Table of Contents Author Guidelines Submit a Manuscript
The Scientific World Journal
Volume 2013, Article ID 795408, 11 pages
Research Article

Large Scale Near-Duplicate Celebrity Web Images Retrieval Using Visual and Textual Features

College of Information Systems and Management, National University of Defense Technology, Changsha 410073, China

Received 10 July 2013; Accepted 2 August 2013

Academic Editors: J. T. Fernandez-Breis, S.-S. Liaw, and J. H. Sossa

Copyright © 2013 Fengcai Qiao et al. This is an open access article distributed under the Creative Commons Attribution License, which permits unrestricted use, distribution, and reproduction in any medium, provided the original work is properly cited.
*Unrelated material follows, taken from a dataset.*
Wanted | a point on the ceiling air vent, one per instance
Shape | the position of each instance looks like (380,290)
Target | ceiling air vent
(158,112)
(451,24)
Near-duplicate image retrieval is a classical research problem in computer vision toward many applications such as image annotation and content-based image retrieval. On the web, near-duplication is more prevalent in queries for celebrities and historical figures which are of particular interest to the end users. Existing methods such as bag-of-visual-words (BoVW) solve this problem mainly by exploiting purely visual features. To overcome this limitation, this paper proposes a novel text-based data-driven reranking framework, which utilizes textual features and is combined with state-of-art BoVW schemes. Under this framework, the input of the retrieval procedure is still only a query image. To verify the proposed approach, a dataset of 2 million images of 1089 different celebrities together with their accompanying texts is constructed. In addition, we comprehensively analyze the different categories of near duplication observed in our constructed dataset. Experimental results on this dataset show that the proposed framework can achieve higher mean average precision (mAP) with an improvement of 21% on average in comparison with the approaches based only on visual features, while does not notably prolong the retrieval time.